Posts Tagged: African daisies
You've heard of "Got milk?"
With honey bees, it's "Got pollen?"
We spotted a lone honey bee on an African daisy last weekend. It was clear she'd been foraging for pollen. Pollen covered her legs and antennae and rimmed her head. And it was clear where it came from. The pollen on the daisy and the pollen on her matched perfectly.
"The importance of pollen for the health and vigor of the honey bee colony cannot be overstated," writes Norman Gary, emeritus professor of entomology at UC Davis, in his newly published book, Honey Bee Hobbyist: The Care and Keeping of Bees. "Bees need a balanced diet. Honey satisfies the bees' carbohydrate requirements, while all of the other nutrients--minerals, proteins, vitamins and fatty acids--are derived from pollen."
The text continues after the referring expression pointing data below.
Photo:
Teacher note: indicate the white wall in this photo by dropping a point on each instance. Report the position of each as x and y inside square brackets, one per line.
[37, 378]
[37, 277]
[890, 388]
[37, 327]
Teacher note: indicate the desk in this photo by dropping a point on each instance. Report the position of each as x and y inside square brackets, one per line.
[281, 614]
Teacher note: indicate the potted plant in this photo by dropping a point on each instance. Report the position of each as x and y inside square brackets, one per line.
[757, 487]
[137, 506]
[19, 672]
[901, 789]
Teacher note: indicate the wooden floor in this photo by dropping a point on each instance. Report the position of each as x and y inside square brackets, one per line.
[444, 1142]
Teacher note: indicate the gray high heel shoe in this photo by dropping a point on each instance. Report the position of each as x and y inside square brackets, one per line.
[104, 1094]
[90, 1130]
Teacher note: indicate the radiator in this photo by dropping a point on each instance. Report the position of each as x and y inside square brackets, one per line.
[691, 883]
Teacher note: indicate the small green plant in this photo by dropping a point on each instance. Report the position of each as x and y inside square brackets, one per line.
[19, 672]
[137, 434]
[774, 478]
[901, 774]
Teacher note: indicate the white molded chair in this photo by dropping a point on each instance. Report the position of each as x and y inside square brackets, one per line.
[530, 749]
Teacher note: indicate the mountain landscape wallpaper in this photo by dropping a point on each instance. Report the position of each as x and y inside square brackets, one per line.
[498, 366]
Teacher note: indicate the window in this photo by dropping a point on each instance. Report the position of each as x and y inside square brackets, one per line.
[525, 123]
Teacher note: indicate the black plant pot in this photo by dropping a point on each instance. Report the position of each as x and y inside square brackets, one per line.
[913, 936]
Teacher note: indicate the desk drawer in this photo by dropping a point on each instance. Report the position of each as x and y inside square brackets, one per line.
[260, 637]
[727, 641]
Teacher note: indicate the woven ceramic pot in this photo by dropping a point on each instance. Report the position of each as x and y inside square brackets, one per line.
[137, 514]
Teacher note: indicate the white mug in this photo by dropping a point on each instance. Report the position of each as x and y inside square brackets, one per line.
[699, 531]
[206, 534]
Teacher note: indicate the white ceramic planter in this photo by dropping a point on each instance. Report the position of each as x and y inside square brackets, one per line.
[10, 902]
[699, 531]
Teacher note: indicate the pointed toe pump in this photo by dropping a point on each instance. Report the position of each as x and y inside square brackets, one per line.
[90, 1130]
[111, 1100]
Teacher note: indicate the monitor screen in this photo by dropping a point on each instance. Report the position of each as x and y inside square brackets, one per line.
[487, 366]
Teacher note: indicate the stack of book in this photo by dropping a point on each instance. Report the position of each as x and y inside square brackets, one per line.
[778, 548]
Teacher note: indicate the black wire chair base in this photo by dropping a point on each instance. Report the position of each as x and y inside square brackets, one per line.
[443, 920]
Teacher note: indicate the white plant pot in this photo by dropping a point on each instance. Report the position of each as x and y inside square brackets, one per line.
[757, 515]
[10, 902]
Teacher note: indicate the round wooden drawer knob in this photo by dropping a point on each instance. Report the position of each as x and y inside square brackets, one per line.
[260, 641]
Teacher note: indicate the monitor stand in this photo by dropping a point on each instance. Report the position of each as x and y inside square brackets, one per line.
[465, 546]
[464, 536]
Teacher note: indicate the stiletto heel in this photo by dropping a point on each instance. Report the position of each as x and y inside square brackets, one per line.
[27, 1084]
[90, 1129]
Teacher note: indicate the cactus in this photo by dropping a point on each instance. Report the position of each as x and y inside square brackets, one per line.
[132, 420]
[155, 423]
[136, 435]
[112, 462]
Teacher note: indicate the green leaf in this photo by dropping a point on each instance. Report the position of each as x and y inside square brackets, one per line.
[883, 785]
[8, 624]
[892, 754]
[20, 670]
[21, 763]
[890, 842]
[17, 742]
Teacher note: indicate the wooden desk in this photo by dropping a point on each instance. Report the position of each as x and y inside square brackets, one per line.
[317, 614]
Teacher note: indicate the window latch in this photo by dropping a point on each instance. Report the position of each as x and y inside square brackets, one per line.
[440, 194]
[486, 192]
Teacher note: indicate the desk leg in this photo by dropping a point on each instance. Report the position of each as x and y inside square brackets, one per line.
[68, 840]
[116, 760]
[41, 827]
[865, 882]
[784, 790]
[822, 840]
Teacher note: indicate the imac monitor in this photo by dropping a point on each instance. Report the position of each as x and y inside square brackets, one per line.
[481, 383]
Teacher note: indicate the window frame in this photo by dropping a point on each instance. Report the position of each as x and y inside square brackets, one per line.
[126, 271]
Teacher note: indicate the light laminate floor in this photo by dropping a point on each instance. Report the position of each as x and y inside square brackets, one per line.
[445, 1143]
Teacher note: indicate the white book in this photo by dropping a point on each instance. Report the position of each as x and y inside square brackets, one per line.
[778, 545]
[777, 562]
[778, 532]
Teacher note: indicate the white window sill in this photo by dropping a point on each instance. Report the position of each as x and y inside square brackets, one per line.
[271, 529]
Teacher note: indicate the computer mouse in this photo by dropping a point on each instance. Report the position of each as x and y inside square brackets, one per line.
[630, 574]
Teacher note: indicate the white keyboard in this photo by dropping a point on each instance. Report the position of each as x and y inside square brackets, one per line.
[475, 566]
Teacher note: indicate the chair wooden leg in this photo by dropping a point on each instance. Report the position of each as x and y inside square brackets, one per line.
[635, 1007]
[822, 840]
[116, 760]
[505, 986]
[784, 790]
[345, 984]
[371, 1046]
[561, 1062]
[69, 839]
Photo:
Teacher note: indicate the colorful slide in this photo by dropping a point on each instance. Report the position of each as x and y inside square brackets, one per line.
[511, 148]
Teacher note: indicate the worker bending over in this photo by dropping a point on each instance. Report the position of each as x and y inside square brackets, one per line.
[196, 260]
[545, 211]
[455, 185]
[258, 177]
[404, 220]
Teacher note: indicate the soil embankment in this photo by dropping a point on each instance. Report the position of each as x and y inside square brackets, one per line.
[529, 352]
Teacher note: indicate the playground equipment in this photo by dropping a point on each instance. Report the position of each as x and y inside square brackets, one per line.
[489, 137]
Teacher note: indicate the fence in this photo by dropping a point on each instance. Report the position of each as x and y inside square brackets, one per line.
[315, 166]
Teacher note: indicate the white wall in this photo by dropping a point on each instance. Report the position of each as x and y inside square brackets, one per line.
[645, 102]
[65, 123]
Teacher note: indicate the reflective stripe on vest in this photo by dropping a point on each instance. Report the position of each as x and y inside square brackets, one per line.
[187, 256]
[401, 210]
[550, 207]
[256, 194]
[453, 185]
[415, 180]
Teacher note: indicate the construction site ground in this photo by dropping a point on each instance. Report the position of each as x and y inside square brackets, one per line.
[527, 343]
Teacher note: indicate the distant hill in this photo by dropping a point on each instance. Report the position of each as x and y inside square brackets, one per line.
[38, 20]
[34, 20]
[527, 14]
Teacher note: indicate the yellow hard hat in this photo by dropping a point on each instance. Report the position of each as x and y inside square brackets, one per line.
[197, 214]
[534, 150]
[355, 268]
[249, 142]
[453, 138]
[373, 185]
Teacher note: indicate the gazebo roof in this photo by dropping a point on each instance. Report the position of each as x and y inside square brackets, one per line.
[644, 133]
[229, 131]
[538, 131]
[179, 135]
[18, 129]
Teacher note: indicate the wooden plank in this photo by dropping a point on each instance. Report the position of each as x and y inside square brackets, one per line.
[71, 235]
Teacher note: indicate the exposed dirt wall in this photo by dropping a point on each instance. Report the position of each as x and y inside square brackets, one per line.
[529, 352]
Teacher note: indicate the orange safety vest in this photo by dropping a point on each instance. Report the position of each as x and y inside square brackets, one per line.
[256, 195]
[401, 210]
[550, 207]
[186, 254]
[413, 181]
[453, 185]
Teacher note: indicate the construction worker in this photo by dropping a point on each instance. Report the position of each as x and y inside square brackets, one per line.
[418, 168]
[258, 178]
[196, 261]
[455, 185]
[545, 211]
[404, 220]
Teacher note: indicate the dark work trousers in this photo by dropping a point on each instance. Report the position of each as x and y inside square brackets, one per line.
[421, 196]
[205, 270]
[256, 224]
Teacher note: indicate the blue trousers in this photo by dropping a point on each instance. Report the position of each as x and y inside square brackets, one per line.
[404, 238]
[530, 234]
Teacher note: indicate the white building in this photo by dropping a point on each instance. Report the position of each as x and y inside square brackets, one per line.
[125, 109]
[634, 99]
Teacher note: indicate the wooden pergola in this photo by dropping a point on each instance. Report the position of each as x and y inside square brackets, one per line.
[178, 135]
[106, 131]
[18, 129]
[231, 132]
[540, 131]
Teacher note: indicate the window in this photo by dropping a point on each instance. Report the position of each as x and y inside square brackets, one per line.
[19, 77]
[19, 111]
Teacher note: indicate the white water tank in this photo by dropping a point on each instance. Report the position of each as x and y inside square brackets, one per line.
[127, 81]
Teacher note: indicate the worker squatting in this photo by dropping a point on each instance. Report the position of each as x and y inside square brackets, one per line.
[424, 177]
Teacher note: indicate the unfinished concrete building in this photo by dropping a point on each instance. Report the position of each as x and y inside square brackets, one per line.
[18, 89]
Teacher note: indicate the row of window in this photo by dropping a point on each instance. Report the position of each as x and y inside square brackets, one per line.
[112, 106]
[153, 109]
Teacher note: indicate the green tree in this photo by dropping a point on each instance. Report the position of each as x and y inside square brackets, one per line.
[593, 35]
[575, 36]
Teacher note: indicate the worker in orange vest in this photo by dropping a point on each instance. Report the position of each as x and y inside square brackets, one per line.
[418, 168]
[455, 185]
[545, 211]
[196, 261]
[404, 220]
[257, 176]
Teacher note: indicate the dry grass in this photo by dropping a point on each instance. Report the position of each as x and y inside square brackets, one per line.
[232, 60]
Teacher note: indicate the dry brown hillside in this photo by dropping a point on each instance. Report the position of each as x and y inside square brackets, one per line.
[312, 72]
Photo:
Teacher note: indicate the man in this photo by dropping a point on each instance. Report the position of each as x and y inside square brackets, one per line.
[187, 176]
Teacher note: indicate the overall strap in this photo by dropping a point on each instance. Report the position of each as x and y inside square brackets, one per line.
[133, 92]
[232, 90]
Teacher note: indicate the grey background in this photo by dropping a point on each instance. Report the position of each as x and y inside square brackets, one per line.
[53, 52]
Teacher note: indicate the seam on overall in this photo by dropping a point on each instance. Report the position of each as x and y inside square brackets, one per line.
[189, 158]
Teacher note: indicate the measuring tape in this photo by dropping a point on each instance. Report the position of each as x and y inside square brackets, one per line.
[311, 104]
"Nurse bees consume large amounts of pollen, converting it into nutritious secretions that are fed to developing larvae," Gary writes. "During an entire year, a typical bee colony gathers and consumes about 77 pounds of pollen."
Gary further points out: "When she contacts the flower, pollen grains are attracted to her body, similar to the attraction of iron fillings to a magnet."
So, when you see a honey bee covered with pollen grains and think--"What a load!"-- that's just part of the 77 pounds gathered and consumed in a colony per year.
Honey bee collecting pollen on an African daisy. (Photo by Kathy Keatley Garvey)
Close-up of bee covered with pollen. (Photo by Kathy Keatley Garvey
You don't have to travel to Africa to go on safari.
You can go on a "bug" safari in your own backyard.
And you can stay as little or as long as you like without incurring such costs as air travel, hotel stays, and food expenses.
Of particular interest now in our backyard are the pink African daisies. Now that autumn has surfaced, the salvia, catmint and lavender are scaling back and it's time for the insects to favor the pink African daisies.
Yesterday we saw scores of pollinators "in the pink." They included honey bees, hover or flower flies, sweat bees, white cabbage butterflies and fiery skipper butterflies.
One honey bee was so heavily dusted with pollen that she could barely fly.
A fiery skipper skipped along, sipped some nectar, and then fluttered away.
Meanwhile, a pest, a spotted cucumber beetle, appeared. It was not on the desirable guest list, but it touched down anyway.
However, something about the proximity of the macro lens startled the uninvited guest and off it flew.
Final Score: Pollinators, 5. Pests, 0.